Consider Step 4 in the decomposition procedure, when the bubbles have just been established and before any expansion takes place. Consider (only for the moment) the bubbles plus the "everything else" pseudo-part to be actual parts; i.e. freeze Step 4 as a proper decomposition of the whole (it needs no Step 5 expansion, by definition). Now consider the "everything else" part to be an entirely new whole -- a whole with many holes, one for each bubble, but nonetheless a whole with a closed boundary and an inside with (its own quite distinct) substance. This is no-man’s-land before the battle of the boundaries. Notice that it stretches from bubble boundary to bubble boundary before the battle is joined.

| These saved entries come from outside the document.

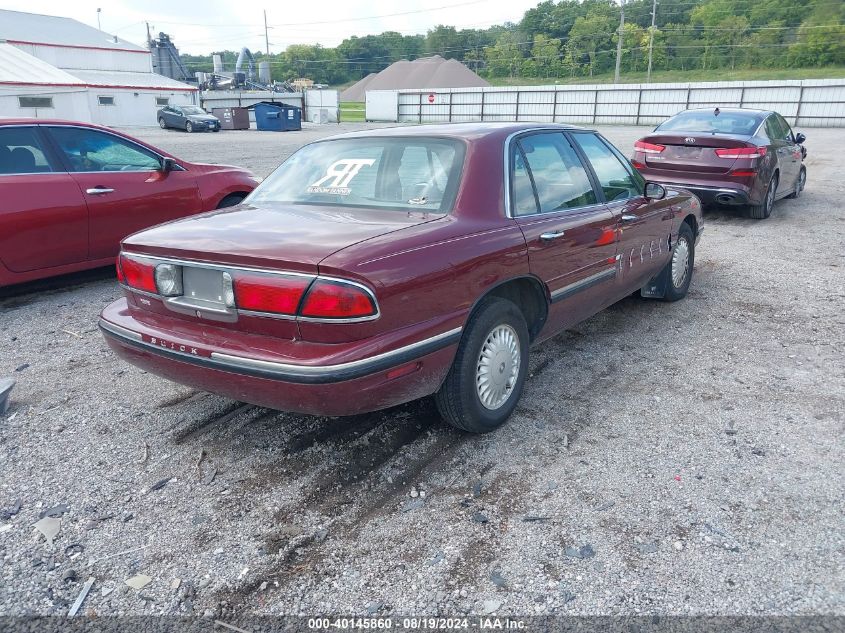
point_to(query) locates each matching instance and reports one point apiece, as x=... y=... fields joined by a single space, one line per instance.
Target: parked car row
x=378 y=267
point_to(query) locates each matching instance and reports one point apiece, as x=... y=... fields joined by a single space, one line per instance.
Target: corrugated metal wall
x=810 y=103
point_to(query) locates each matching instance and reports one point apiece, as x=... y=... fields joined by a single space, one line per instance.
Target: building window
x=35 y=102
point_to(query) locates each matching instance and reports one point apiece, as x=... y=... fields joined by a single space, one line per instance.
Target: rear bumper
x=709 y=196
x=326 y=388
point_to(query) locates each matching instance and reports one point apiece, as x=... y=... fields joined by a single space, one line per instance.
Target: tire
x=678 y=272
x=762 y=211
x=800 y=183
x=495 y=323
x=231 y=200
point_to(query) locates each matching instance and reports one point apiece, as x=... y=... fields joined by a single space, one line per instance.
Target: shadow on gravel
x=24 y=294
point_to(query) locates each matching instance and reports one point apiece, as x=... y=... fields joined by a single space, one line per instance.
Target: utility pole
x=266 y=38
x=619 y=41
x=651 y=39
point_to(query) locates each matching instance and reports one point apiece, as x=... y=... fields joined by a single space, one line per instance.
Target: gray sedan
x=188 y=118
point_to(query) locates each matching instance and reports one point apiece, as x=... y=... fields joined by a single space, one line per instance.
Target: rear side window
x=412 y=174
x=88 y=150
x=21 y=151
x=616 y=180
x=559 y=178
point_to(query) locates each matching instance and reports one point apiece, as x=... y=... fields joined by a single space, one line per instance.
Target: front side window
x=412 y=174
x=21 y=152
x=615 y=178
x=90 y=150
x=559 y=177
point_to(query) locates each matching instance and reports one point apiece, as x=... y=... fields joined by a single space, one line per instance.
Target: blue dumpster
x=277 y=117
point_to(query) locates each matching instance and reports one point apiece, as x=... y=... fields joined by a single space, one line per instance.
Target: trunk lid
x=693 y=151
x=288 y=237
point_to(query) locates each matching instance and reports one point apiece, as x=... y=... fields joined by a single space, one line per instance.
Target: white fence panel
x=811 y=103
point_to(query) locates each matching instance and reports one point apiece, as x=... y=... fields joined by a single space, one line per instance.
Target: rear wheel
x=800 y=183
x=487 y=377
x=764 y=210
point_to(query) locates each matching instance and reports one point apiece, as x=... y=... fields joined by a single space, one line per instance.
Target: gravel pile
x=666 y=458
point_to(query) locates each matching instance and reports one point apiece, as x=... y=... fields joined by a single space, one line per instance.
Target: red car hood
x=292 y=237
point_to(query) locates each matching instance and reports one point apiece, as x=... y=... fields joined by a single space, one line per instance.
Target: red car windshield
x=407 y=174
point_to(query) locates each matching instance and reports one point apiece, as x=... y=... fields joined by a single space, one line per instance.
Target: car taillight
x=169 y=280
x=137 y=274
x=336 y=300
x=648 y=148
x=741 y=152
x=269 y=293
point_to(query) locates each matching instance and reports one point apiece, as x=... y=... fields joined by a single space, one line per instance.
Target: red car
x=726 y=156
x=72 y=191
x=379 y=267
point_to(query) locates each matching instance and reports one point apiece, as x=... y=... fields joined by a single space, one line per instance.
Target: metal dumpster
x=277 y=117
x=232 y=118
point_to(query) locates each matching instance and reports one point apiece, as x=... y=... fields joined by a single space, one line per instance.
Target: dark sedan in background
x=188 y=118
x=72 y=191
x=726 y=156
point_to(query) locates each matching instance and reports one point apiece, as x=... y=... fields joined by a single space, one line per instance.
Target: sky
x=200 y=27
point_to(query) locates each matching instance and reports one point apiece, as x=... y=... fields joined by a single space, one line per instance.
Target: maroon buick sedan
x=726 y=156
x=72 y=191
x=379 y=267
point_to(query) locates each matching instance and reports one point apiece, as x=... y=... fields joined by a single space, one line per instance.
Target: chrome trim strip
x=120 y=331
x=267 y=271
x=583 y=284
x=301 y=374
x=324 y=369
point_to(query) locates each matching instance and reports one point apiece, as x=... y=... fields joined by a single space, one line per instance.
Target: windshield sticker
x=339 y=175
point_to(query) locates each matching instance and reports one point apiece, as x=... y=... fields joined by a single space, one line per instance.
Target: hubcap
x=497 y=367
x=680 y=262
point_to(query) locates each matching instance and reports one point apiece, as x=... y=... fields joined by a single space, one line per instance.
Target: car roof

When two bubbles compete to determine the exact boundary between them they are mutually determining the interface between them. This can be thought of as either one making incursions into the fringe of the other, leaving a jagged boundary, or as a mustering and rearranging of forces so that a smooth, taut boundary results. Whatever the outcome, the new and separate substance of the no-man’s-land can be decomposed independently, as an overlay map, to record the history of the battle -- a commentary on, ‘though not a part of, the substance of the battle. In this way, the nature of the resultant interface, extending into the respective substances of the mutually bounded parts, is itself decomposed as a whole. The interface parts are a decomposition of the interface whole, and do not themselves overlap or intersect. They do, however, through the overlay concept (which may be thought of as projecting the map onto the battlefield itself), overlap and join together various portions of the original whole’s decomposition into parts. But with respect to the original whole, the interface boundaries have no substance at all. Once released, Step 5 definitively reduces no-man’s-land to nothing substantive at all. (Recall that, by definition, if the edge of a part were to become a substantive part of some "in—between" part, that would be merely another part. Interfaces are non substantive explanations of the nature of the border of a boundary, nothing more.)

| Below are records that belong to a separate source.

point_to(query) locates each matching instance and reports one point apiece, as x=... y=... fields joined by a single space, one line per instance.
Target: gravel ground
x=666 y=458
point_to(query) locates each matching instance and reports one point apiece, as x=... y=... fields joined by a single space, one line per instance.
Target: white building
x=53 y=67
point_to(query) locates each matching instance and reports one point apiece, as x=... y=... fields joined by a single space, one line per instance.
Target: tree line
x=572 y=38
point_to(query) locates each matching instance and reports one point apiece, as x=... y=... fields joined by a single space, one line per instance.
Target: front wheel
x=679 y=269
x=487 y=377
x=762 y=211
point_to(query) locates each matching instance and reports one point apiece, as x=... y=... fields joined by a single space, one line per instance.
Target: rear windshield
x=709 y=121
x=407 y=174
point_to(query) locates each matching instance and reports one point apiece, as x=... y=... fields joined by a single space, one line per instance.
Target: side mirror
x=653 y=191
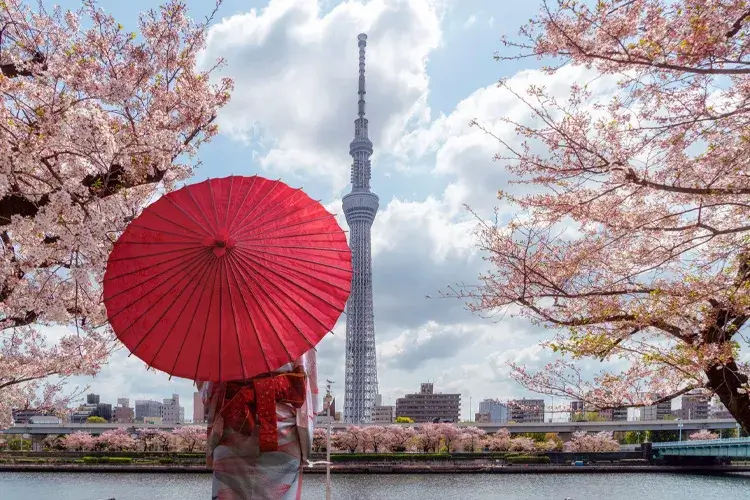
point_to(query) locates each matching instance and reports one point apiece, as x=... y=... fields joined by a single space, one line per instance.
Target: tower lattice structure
x=360 y=207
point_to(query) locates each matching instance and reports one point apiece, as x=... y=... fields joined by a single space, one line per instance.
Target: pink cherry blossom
x=349 y=439
x=117 y=440
x=591 y=442
x=320 y=440
x=703 y=434
x=472 y=438
x=401 y=437
x=376 y=438
x=96 y=122
x=79 y=441
x=190 y=437
x=633 y=243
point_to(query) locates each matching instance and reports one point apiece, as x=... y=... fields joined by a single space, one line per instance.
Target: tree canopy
x=95 y=121
x=634 y=243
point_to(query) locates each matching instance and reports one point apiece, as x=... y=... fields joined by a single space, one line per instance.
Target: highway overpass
x=558 y=427
x=730 y=448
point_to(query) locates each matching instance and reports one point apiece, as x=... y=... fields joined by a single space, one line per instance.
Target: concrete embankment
x=391 y=469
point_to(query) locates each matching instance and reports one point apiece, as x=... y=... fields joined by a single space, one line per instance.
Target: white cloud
x=294 y=69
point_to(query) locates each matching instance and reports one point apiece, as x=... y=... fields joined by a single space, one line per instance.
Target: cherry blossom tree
x=191 y=437
x=401 y=437
x=522 y=444
x=166 y=440
x=349 y=439
x=500 y=441
x=320 y=440
x=451 y=436
x=54 y=442
x=116 y=439
x=79 y=441
x=635 y=239
x=376 y=438
x=703 y=434
x=472 y=438
x=428 y=438
x=95 y=121
x=585 y=442
x=147 y=438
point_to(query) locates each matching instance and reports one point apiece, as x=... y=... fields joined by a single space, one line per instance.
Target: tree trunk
x=725 y=380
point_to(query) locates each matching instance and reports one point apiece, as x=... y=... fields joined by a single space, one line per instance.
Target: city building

It is significant to observe that the no-man’s-land interface domain does not include the bubbles, which are by definition atomic for both the substance decomposition and the interface overlay decomposition. This makes futile any attempt to employ the projections of the interface overlay onto the substantive decomposition to obtain a finer level of decomposition than otherwise would be possible by ordinary substantive decomposition. It is indeed possible, and often desirable, to employ such projections to guide the selection of points of interest, but the same parts thus discovered could be defined independently.
It also is significant to observe that, in theory, at least, Step 5 is to be unleashed afresh for every introduction of new points of interest, since even the highest level boundary may be changed by a change at the (new) atomic level.